30 Haziran 2013 Pazar

sandık, reklam, iyimserlik, umut ve gerçekler.
izleyin bu filmi.

sıradaki!

anlamadığım çok şey var. bilmediklerim, belki anlamadıklarımdan bile fazla. bilgi sahibi olmadan fikir sahibi olmak pek şık bir davranış değil.

bu yüzden fazla vik vik etmemeye çalışıyorum (evet, bu fazla konuşmayan halim. en az sekiz paragraf) "aslında tayyor son çırpınışlarında" veya "bu işin arkasında uzaylılar yok tamam mı?!" diye. bilmiyorum yani. koskoca babam bile, zamanında oy verdiği demirel için "amerika'nın kuklasıymış aslında" diyor bugün. benim eser derecede yaşam tecrübem ve çölde kum tanesi bilgimle olan biteni tüm yönleriyle anlamlandırmam nereden baksan 200 yıl.

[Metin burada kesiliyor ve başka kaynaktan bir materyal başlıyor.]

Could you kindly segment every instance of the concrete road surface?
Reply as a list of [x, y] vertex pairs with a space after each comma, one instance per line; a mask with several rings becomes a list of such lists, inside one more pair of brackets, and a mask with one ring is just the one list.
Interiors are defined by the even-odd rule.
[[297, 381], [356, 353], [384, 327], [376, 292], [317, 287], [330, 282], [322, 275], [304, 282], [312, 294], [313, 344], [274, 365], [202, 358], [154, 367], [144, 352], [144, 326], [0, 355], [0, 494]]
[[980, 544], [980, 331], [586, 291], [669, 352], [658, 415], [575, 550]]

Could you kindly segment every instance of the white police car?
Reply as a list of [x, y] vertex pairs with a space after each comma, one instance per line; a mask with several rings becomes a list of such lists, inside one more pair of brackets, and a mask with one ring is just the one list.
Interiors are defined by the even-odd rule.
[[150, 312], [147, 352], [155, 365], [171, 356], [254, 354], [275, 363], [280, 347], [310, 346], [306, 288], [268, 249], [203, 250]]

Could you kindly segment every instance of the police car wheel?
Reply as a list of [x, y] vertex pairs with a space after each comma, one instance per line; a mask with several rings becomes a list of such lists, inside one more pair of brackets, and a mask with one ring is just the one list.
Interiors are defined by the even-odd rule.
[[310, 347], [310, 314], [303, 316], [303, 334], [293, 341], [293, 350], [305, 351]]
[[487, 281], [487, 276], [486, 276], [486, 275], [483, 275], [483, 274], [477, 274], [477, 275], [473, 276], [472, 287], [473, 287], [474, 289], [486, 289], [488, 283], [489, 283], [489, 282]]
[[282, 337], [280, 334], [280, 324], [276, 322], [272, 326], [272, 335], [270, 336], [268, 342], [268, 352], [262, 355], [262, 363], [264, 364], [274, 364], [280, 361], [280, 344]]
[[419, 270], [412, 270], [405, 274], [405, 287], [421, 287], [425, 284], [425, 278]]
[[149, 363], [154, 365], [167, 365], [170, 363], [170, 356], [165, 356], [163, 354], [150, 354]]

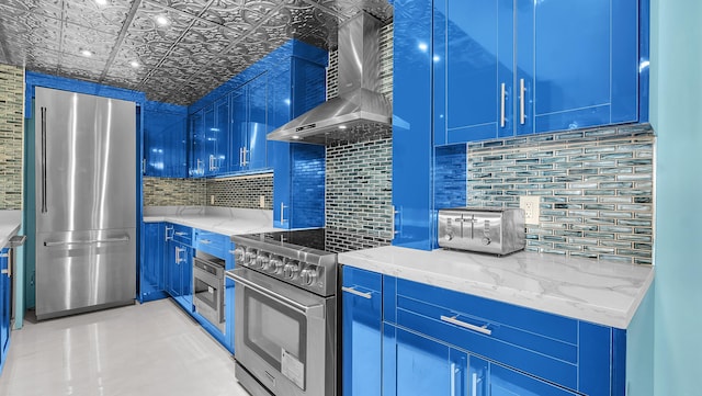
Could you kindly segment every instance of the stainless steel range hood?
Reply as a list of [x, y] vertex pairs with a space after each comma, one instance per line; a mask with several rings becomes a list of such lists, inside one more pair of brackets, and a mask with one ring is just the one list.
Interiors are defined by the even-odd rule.
[[339, 97], [268, 134], [269, 140], [327, 144], [390, 129], [393, 105], [381, 93], [381, 22], [361, 12], [339, 26]]

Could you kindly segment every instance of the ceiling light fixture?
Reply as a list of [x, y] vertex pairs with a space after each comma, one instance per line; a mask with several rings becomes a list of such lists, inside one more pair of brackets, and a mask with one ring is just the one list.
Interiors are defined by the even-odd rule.
[[171, 21], [166, 15], [157, 15], [156, 23], [159, 26], [168, 26], [171, 23]]

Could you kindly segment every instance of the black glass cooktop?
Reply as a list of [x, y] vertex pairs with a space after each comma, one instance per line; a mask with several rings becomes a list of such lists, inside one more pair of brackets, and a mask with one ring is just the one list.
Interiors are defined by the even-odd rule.
[[315, 250], [325, 250], [325, 228], [294, 229], [272, 233], [257, 233], [240, 235], [239, 238], [262, 241], [288, 248], [299, 247]]

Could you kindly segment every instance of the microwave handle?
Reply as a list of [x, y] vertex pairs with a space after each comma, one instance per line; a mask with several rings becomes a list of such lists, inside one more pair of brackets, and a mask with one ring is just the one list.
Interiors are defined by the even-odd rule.
[[286, 297], [282, 294], [275, 293], [269, 288], [260, 286], [256, 282], [251, 282], [248, 279], [245, 279], [236, 273], [227, 272], [226, 275], [227, 278], [234, 280], [235, 282], [238, 282], [247, 287], [251, 287], [254, 291], [282, 303], [283, 305], [304, 314], [305, 316], [320, 318], [320, 319], [324, 319], [325, 317], [325, 306], [322, 304], [306, 306], [306, 305], [299, 304], [298, 302], [290, 297]]

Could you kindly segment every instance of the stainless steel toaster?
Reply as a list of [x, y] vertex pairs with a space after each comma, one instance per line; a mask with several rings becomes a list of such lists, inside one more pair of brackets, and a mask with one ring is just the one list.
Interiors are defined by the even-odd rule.
[[442, 248], [508, 254], [524, 249], [524, 211], [520, 208], [454, 207], [439, 211]]

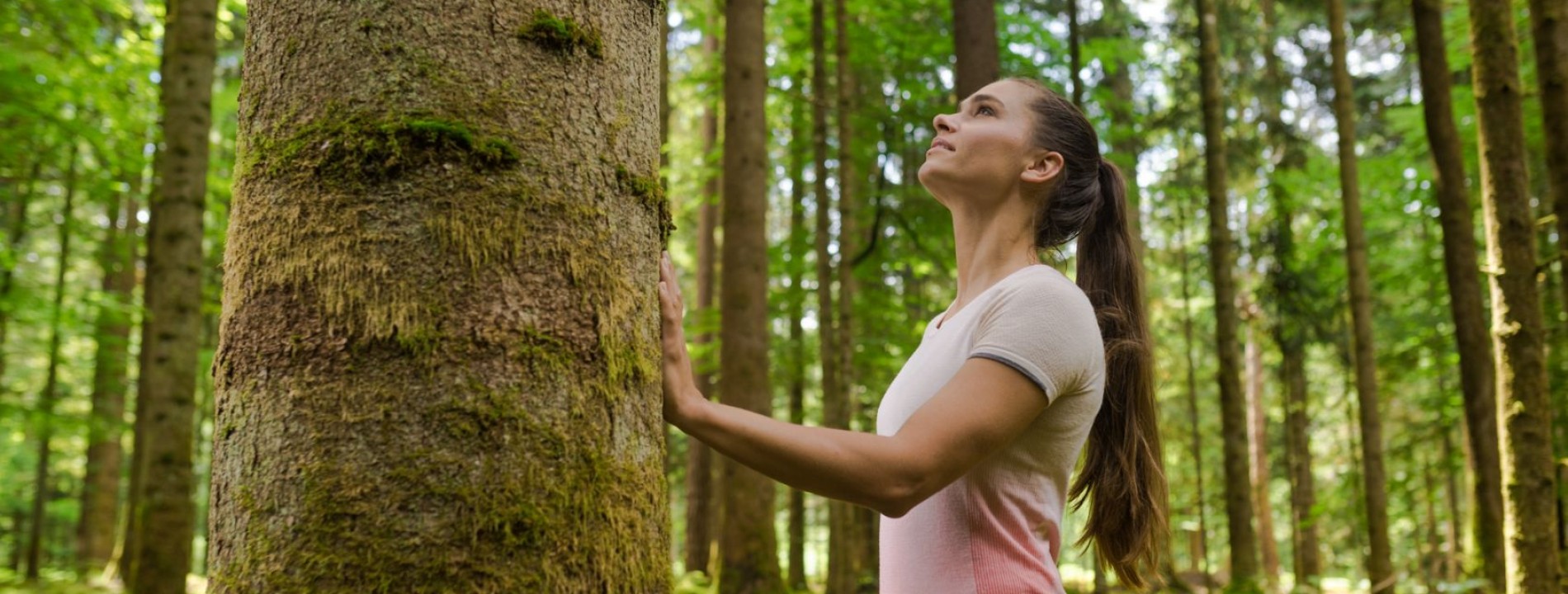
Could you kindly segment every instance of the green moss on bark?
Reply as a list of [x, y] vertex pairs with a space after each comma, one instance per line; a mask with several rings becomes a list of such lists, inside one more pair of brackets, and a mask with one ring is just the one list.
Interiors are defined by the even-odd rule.
[[533, 20], [517, 31], [517, 38], [546, 50], [571, 55], [577, 50], [594, 60], [604, 60], [604, 39], [593, 27], [580, 25], [572, 17], [555, 16], [550, 11], [533, 11]]

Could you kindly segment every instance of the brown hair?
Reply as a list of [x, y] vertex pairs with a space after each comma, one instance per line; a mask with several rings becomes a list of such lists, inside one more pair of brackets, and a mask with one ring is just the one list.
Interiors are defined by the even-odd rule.
[[1063, 161], [1035, 215], [1035, 246], [1055, 249], [1077, 238], [1077, 285], [1094, 306], [1105, 342], [1104, 403], [1068, 494], [1074, 509], [1090, 503], [1077, 542], [1093, 542], [1096, 563], [1143, 589], [1145, 572], [1159, 570], [1168, 525], [1143, 266], [1127, 229], [1126, 182], [1101, 157], [1099, 135], [1076, 105], [1038, 81], [1010, 80], [1040, 91], [1030, 105], [1033, 143]]

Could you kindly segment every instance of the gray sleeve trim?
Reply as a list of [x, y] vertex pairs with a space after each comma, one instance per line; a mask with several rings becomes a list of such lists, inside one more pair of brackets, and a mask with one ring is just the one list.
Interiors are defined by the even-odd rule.
[[1004, 357], [1004, 356], [996, 354], [996, 353], [986, 353], [986, 351], [971, 353], [969, 359], [989, 359], [989, 360], [996, 360], [996, 362], [999, 362], [1002, 365], [1011, 367], [1014, 371], [1022, 373], [1024, 378], [1029, 378], [1029, 381], [1035, 382], [1035, 386], [1040, 387], [1040, 392], [1043, 392], [1046, 395], [1046, 401], [1047, 403], [1057, 398], [1057, 395], [1052, 392], [1052, 384], [1049, 381], [1046, 381], [1044, 378], [1035, 376], [1035, 373], [1029, 371], [1022, 364], [1014, 362], [1013, 359]]

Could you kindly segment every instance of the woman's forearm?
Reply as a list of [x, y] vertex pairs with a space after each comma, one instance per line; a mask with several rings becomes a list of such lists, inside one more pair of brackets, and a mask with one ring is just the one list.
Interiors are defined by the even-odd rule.
[[779, 483], [902, 516], [920, 481], [897, 437], [804, 426], [706, 398], [671, 418], [685, 434]]

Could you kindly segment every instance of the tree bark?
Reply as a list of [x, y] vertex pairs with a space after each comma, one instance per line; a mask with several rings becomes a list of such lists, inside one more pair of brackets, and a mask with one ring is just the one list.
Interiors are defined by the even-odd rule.
[[[724, 248], [720, 282], [718, 395], [732, 406], [768, 415], [768, 248], [767, 248], [767, 66], [764, 0], [724, 5]], [[718, 591], [776, 592], [778, 539], [770, 478], [726, 461], [720, 491], [723, 569]]]
[[[839, 295], [836, 309], [829, 315], [836, 318], [833, 329], [833, 357], [837, 359], [837, 389], [831, 401], [823, 401], [823, 426], [850, 429], [855, 418], [855, 254], [858, 249], [859, 229], [855, 223], [855, 155], [853, 155], [853, 102], [855, 81], [850, 64], [848, 27], [845, 0], [833, 3], [834, 22], [834, 103], [837, 111], [837, 190], [839, 190]], [[823, 97], [826, 100], [826, 97]], [[861, 523], [856, 520], [855, 505], [848, 502], [828, 502], [828, 594], [850, 594], [859, 589], [864, 560], [861, 558]]]
[[953, 92], [963, 100], [1002, 75], [996, 2], [953, 0]]
[[1204, 586], [1209, 585], [1209, 520], [1203, 509], [1204, 492], [1203, 492], [1203, 431], [1198, 428], [1198, 362], [1193, 356], [1193, 337], [1192, 337], [1192, 281], [1189, 276], [1189, 235], [1187, 235], [1187, 205], [1182, 201], [1176, 201], [1176, 229], [1181, 232], [1181, 331], [1182, 331], [1182, 353], [1187, 356], [1187, 426], [1192, 429], [1192, 456], [1193, 476], [1196, 487], [1193, 489], [1192, 511], [1198, 517], [1198, 533], [1193, 534], [1193, 569], [1203, 572]]
[[60, 265], [55, 271], [55, 298], [49, 310], [49, 364], [44, 371], [44, 390], [38, 395], [34, 433], [38, 434], [38, 467], [33, 470], [33, 517], [28, 520], [27, 581], [38, 581], [42, 569], [44, 514], [53, 489], [49, 487], [50, 439], [55, 433], [55, 403], [60, 401], [60, 332], [66, 304], [66, 268], [71, 266], [71, 218], [77, 193], [77, 146], [71, 146], [66, 161], [66, 204], [60, 210]]
[[[207, 199], [207, 133], [216, 61], [216, 0], [169, 3], [160, 107], [163, 143], [158, 193], [147, 219], [147, 277], [136, 381], [146, 436], [132, 464], [141, 467], [129, 589], [185, 592], [194, 505], [191, 445], [201, 323], [202, 210]], [[157, 538], [149, 538], [152, 531]]]
[[[77, 566], [103, 569], [114, 555], [119, 528], [119, 475], [124, 467], [121, 434], [125, 425], [125, 376], [130, 350], [132, 292], [136, 287], [136, 196], [141, 171], [127, 176], [130, 190], [114, 201], [100, 262], [105, 304], [99, 306], [94, 335], [93, 414], [88, 422], [88, 461], [77, 523]], [[124, 205], [124, 208], [121, 208]]]
[[[1123, 0], [1104, 0], [1104, 6], [1105, 14], [1102, 22], [1105, 27], [1102, 30], [1116, 31], [1116, 34], [1129, 38], [1124, 42], [1137, 44], [1137, 39], [1132, 39], [1131, 33], [1134, 16], [1127, 11], [1127, 5]], [[1138, 118], [1132, 97], [1132, 64], [1121, 56], [1123, 53], [1118, 52], [1116, 58], [1105, 69], [1105, 83], [1110, 85], [1112, 96], [1109, 107], [1112, 154], [1105, 155], [1105, 158], [1116, 163], [1127, 179], [1127, 232], [1132, 235], [1134, 251], [1142, 259], [1143, 193], [1138, 188], [1138, 157], [1143, 154], [1143, 138], [1138, 133]]]
[[[1243, 295], [1248, 310], [1256, 315], [1251, 296]], [[1251, 315], [1250, 315], [1251, 317]], [[1258, 320], [1247, 320], [1247, 422], [1251, 442], [1253, 509], [1258, 511], [1258, 544], [1262, 553], [1264, 583], [1270, 591], [1279, 586], [1279, 550], [1273, 539], [1273, 506], [1269, 503], [1269, 412], [1264, 404], [1264, 350], [1258, 339]]]
[[1502, 588], [1502, 467], [1497, 459], [1497, 395], [1482, 306], [1480, 265], [1475, 262], [1475, 224], [1465, 174], [1465, 157], [1454, 125], [1452, 75], [1443, 39], [1443, 6], [1438, 0], [1413, 0], [1416, 52], [1421, 60], [1421, 107], [1436, 172], [1438, 221], [1443, 226], [1443, 268], [1447, 274], [1454, 340], [1460, 353], [1460, 387], [1465, 393], [1465, 426], [1469, 434], [1471, 470], [1475, 476], [1472, 530], [1480, 574]]
[[[702, 50], [715, 60], [720, 56], [718, 34], [710, 33], [702, 39]], [[718, 110], [707, 107], [702, 110], [702, 155], [704, 155], [704, 174], [707, 180], [702, 183], [702, 204], [698, 207], [698, 223], [696, 223], [696, 310], [699, 312], [698, 320], [704, 321], [702, 332], [698, 332], [698, 345], [712, 345], [713, 332], [707, 328], [706, 321], [713, 320], [713, 287], [717, 285], [718, 270], [715, 260], [718, 259], [718, 185], [720, 174], [710, 171], [706, 165], [707, 155], [712, 155], [718, 147]], [[710, 373], [712, 364], [698, 364], [696, 370], [696, 389], [707, 398], [713, 398], [713, 373]], [[712, 520], [717, 517], [713, 509], [713, 450], [696, 439], [687, 440], [687, 541], [685, 541], [685, 569], [709, 572], [712, 564], [709, 560], [709, 552], [713, 547], [713, 527]]]
[[671, 588], [662, 17], [251, 6], [213, 592]]
[[1469, 0], [1469, 9], [1497, 371], [1505, 588], [1513, 594], [1557, 592], [1552, 414], [1535, 287], [1535, 216], [1526, 171], [1519, 47], [1508, 2]]
[[[806, 150], [811, 116], [800, 102], [790, 110], [789, 174], [789, 422], [806, 423]], [[789, 588], [806, 589], [806, 492], [789, 492]]]
[[1356, 163], [1356, 113], [1345, 66], [1345, 3], [1328, 0], [1330, 50], [1334, 60], [1334, 121], [1339, 130], [1339, 190], [1345, 218], [1345, 268], [1350, 271], [1350, 323], [1355, 339], [1356, 401], [1361, 412], [1361, 464], [1370, 550], [1366, 560], [1372, 594], [1392, 592], [1397, 575], [1388, 541], [1388, 487], [1383, 470], [1383, 420], [1378, 412], [1377, 350], [1372, 340], [1372, 279], [1361, 221]]
[[1220, 42], [1214, 0], [1198, 0], [1203, 75], [1204, 179], [1209, 191], [1209, 274], [1214, 279], [1214, 326], [1220, 375], [1220, 420], [1225, 434], [1225, 511], [1231, 536], [1231, 585], [1248, 588], [1258, 578], [1258, 534], [1253, 531], [1251, 480], [1247, 464], [1247, 401], [1240, 386], [1240, 346], [1236, 342], [1236, 266], [1228, 226], [1225, 163], [1225, 108], [1220, 105]]
[[1541, 86], [1546, 179], [1552, 210], [1557, 213], [1562, 306], [1568, 313], [1568, 3], [1530, 0], [1530, 30], [1535, 41], [1535, 80]]

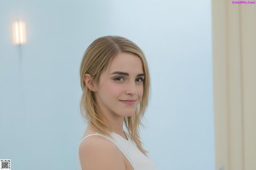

gelecekte ne olacağını merak ediyorum. sabırsızım.

peki bu hepimizin derdi olabilir mi?

değişimi kendi yaşam süremiz içinde, hatta mümkünse, henüz gençken görmek istiyoruz belki de. fitili ateşledik,  havai fişekler patladığında orada olmak istiyoruz. öyle bir dünya pek mümkün olmayabilir ama. imkansız demiyorum, mümkün olmayabilir. biz ki, olayları az çok yönlendiren kişiler bile değiliz (vurmadan önce bi dinle), o mini mini parmakları yumruk şeklinde birleştirmedikçe, beatrix kiddo'nun burnunun ucundaki tahtayı kırdığı "kıp! kıp!" hareketini yapmadıkça mikkemmel bir dünya görmemiz pek olası değil. yani neymiş? güç ve sürdürülebilirlik.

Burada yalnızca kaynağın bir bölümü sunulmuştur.